アメリカに2つの「ノマドランド」が存在する理由 IT成功者と季節労働者の間に流れる深く長い河
だが、それにしては、その自立独立は、画面全編に漂うどんよりした灰色に塗りこめられ、主人公がそうであるように、疲れ切って淡々と日々をやり過ごしてゆくだけにみえる。とても19世紀にあったフロンティア精神の自立の精神と同等にみることはできないし、また、70年代のカウンターカルチャーの中で生まれたヒッピー型の「ノマド」などとはまったく対照的である。
アメリカの自由や民主主義が行き着いた姿
これが今日のアメリカのひとつの姿なのであろう。リーマンショックが引き金になったのだが、ここには政治も経済も直接の主題にはならない。主人公は、アメリカの政治と経済が陥った出口の見えない混沌たる状況をすべて飲み込んで、絶望の際で生をつないでいくだけだ。
アメリカの自由や民主主義が行き着いた姿がここにあるのだが、そうだとすれば、「アメリカ」という国の理想がすっかり反転して、しかも崩壊の一歩手前のぎりぎりの有様をわれわれはみているのかもしれない。
というのも、私はこの映画をみながら、つい、アメリカ初期の入植者や開拓者の現実も、もしかしたらかくのごときものであったのかもしれない、という気になったからである。彼らもまた果てしない荒野で仲間とともに、日々の生を紡ぎだしていたのかもしれない。アメリカとはもともと「ノマドランド」だったのではなかろうか。
しかし、決定的な違いもある。初期の入植者や開拓者たちにとっては、将来への希望があった。また、宗教的な支えもあった。それはアメリカの「始まり」であった。だが、このキャンピングカーの高齢者たちは、人生の黄昏にいる。先への希望はない。宗教の支えもない。アメリカの「終わり」にあって、かろうじて生きながらえている、という感覚なのである。

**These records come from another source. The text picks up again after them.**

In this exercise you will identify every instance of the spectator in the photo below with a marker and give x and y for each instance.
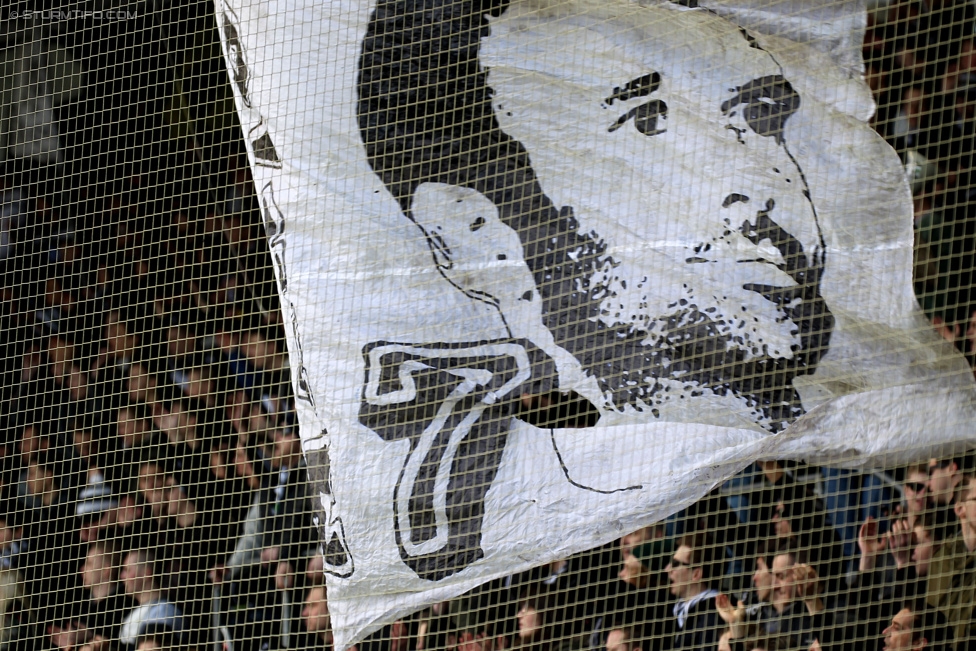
(690, 575)
(316, 621)
(140, 578)
(914, 627)
(104, 606)
(952, 572)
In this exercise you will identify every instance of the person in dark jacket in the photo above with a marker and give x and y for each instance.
(691, 573)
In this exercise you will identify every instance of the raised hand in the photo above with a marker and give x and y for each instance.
(733, 616)
(900, 542)
(870, 543)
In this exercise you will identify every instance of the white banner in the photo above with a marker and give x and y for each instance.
(680, 214)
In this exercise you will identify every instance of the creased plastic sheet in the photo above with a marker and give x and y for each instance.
(678, 213)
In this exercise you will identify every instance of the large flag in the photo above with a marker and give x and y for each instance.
(677, 213)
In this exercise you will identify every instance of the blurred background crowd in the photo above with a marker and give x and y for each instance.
(153, 492)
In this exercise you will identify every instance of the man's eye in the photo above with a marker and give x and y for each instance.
(648, 118)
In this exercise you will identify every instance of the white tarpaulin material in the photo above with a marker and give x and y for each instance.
(678, 213)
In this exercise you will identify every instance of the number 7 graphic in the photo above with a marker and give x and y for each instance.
(454, 403)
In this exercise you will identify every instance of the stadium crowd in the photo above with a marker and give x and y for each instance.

われわれはつい、この映画にはまったく描かれていない「もうひとつのアメリカ」をみてしまう。それは、別の「ノマド」であるIT成功者や世界中を飛びまわるCEO経営者や高学歴専門家たちであり、また、バイデン大統領がいう、専制主義との対立において自由・民主主義を守るアメリカである。だがその奥深く、自由・民主主義・経済成長を掲げてきたアメリカ文明の崩壊が静かに進んでいることから、目を背けるべきではないであろう。